Auch wenn der Verstorbene entgegen den Feststellungen des Erstgerichts nicht notorisch verschuldet gewesen wäre, hieße das – wie bereits erwähnt – nicht schon, dass er sich die Yacht ohne ein Darlehen der Beklagten hätte leisten können.

3. Abschließend begehrt die Klägerin den Ersatz der bekämpften Feststellung F3 durch folgende Feststellung:

„Das Kfz Renault Captur stand im Eigentum des Erblassers.“

3.1. Auch hier gilt aus dem in Punkt 2.1. genannten Grund, dass die Feststellung F3, soweit sie sich auf das Kfz Fiat Punto bezieht, am Inhalt der gewünschten Ersatzfeststellung gemessen inhaltlich unangefochten bleibt.

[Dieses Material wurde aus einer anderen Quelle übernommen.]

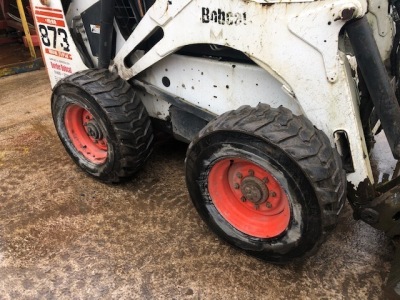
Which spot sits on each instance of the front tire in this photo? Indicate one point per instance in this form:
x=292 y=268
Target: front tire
x=266 y=181
x=102 y=124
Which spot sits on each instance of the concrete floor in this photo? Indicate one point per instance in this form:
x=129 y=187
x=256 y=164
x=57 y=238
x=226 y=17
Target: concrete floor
x=64 y=235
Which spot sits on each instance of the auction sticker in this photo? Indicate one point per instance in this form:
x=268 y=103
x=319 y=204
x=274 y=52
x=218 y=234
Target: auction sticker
x=58 y=49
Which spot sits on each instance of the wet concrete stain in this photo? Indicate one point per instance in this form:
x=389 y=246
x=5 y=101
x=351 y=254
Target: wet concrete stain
x=64 y=235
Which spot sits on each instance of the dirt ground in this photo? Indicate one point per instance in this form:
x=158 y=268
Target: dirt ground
x=63 y=235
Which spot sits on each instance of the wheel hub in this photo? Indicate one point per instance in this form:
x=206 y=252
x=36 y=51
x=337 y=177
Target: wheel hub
x=93 y=130
x=254 y=190
x=249 y=197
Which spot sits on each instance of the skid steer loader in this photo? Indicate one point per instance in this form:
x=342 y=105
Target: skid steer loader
x=279 y=100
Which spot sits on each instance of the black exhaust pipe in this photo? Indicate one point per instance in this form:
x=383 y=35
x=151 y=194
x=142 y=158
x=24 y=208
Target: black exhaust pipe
x=106 y=33
x=377 y=80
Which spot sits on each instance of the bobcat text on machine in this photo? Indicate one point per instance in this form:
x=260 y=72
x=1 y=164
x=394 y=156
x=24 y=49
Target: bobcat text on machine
x=279 y=101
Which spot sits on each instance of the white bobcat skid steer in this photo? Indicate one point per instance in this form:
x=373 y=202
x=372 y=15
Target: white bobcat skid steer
x=278 y=120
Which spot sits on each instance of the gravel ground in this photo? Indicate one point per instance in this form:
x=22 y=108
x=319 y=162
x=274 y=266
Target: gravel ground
x=63 y=235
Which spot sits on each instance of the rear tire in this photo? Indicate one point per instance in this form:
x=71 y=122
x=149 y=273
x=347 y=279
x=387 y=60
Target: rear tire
x=102 y=124
x=266 y=181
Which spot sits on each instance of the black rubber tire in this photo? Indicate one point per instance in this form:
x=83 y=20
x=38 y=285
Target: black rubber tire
x=314 y=179
x=120 y=114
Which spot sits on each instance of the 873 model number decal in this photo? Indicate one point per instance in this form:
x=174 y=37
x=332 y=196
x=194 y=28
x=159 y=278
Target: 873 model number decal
x=54 y=37
x=58 y=35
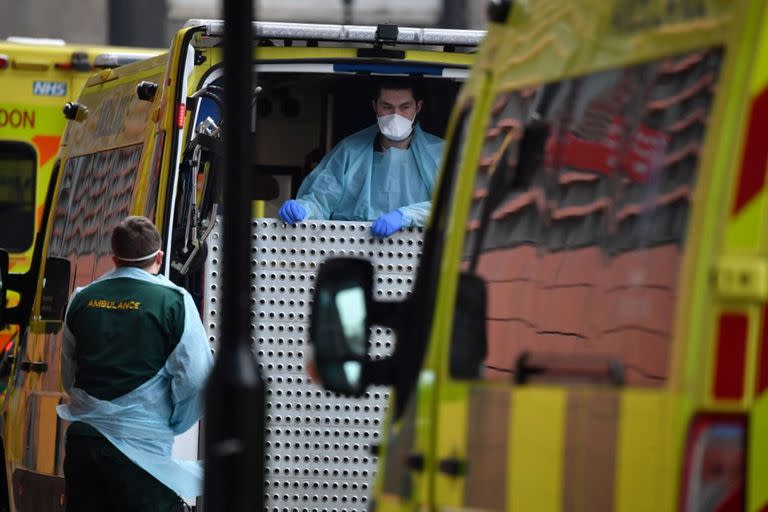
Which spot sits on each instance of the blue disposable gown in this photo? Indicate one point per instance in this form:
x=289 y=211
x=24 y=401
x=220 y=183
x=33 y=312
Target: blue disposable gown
x=143 y=422
x=354 y=182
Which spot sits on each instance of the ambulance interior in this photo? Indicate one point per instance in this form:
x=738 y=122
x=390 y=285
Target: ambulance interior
x=298 y=114
x=299 y=117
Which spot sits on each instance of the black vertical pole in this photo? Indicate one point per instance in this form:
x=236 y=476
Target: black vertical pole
x=234 y=428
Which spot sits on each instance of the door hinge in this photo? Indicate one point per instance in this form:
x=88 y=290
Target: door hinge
x=741 y=278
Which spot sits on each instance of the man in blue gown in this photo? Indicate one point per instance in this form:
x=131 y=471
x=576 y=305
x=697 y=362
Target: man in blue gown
x=384 y=173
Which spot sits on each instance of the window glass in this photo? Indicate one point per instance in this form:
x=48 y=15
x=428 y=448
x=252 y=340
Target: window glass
x=95 y=194
x=18 y=165
x=580 y=213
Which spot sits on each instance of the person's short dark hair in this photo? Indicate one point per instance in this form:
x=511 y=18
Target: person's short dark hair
x=135 y=242
x=398 y=83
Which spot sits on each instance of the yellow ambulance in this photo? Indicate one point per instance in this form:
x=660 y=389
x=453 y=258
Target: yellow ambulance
x=37 y=77
x=145 y=139
x=588 y=328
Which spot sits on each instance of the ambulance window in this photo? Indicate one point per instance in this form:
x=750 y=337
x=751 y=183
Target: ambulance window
x=18 y=164
x=580 y=215
x=95 y=193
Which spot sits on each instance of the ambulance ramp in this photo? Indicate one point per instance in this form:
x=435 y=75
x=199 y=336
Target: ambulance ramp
x=317 y=456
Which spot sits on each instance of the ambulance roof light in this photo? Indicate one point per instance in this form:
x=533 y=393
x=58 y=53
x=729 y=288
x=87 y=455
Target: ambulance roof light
x=78 y=62
x=348 y=33
x=40 y=41
x=115 y=59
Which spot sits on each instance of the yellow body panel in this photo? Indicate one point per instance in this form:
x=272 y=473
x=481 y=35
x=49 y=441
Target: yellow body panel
x=535 y=457
x=547 y=41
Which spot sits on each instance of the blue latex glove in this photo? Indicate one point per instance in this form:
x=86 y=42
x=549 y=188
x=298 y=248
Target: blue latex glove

Allein die Tatsache, dass das Kfz Renault Captur auf den Verstorbenen behördlich zugelassen war, bedeutet – wie schon das Erstgericht zutreffend aufgezeigt hat – ebensowenig, dass dieser auch dessen Eigentümer war, wie die Tatsache, dass vor dessen Erwerb das Kfz FIAT Punto verkauft worden war.

Die Beklagte hat in ihrer Parteienvernehmung nachvollziehbar begründet, weshalb sie zum Kfz Renault Captur – anders als zum FIAT Punto – keine genauen Angaben machen konnte: Sie war mit dessen Anschaffung zur Zeit des Corona-Lockdowns nicht einverstanden, hat den Verstorbenen bei dieser nicht unterstützt und hat dieser sich den Wagen anderweitig organisiert. Angesichts der schlechten Finanzlage des Verstorbenen liegt Fremdfinanzierung nahe und ist das Eigentum eines Dritten an dem PKW nicht unplausibel.

Demgegenüber hat die Klägerin keinen Nachweis über das Eigentum des Verstorbenen an dem Kfz erbracht. Genau genommen hat sie in erster Instanz ein solches Eigentum gar nicht ausdrücklich behauptet, sondern lediglich vorgebracht, im Nachlass des Verstorbenen sei kein Erlös aus dem Verkauf des Fahrzeugs ausgewiesen gewesen.

Die bekämpfte Negativfeststellung ist unbedenklich.

4. Insgesamt ruft die Beweis- und Taschenrüge der Klägerin keine Zweifel an der Richtigkeit den ausführlich und überzeugend begründeten Tatsachenfeststellungen des Erstgerichts hervor. Der Berufung war nicht Folge zu geben.

Die Kostenentscheidung beruht auf §§ 41, 50 ZPO.

Das Berufungsgericht hatte keine Rechtsfrage zu lösen, die ordentliche Revision war daher nicht zuzulassen (§ 502 Abs 1 ZPO).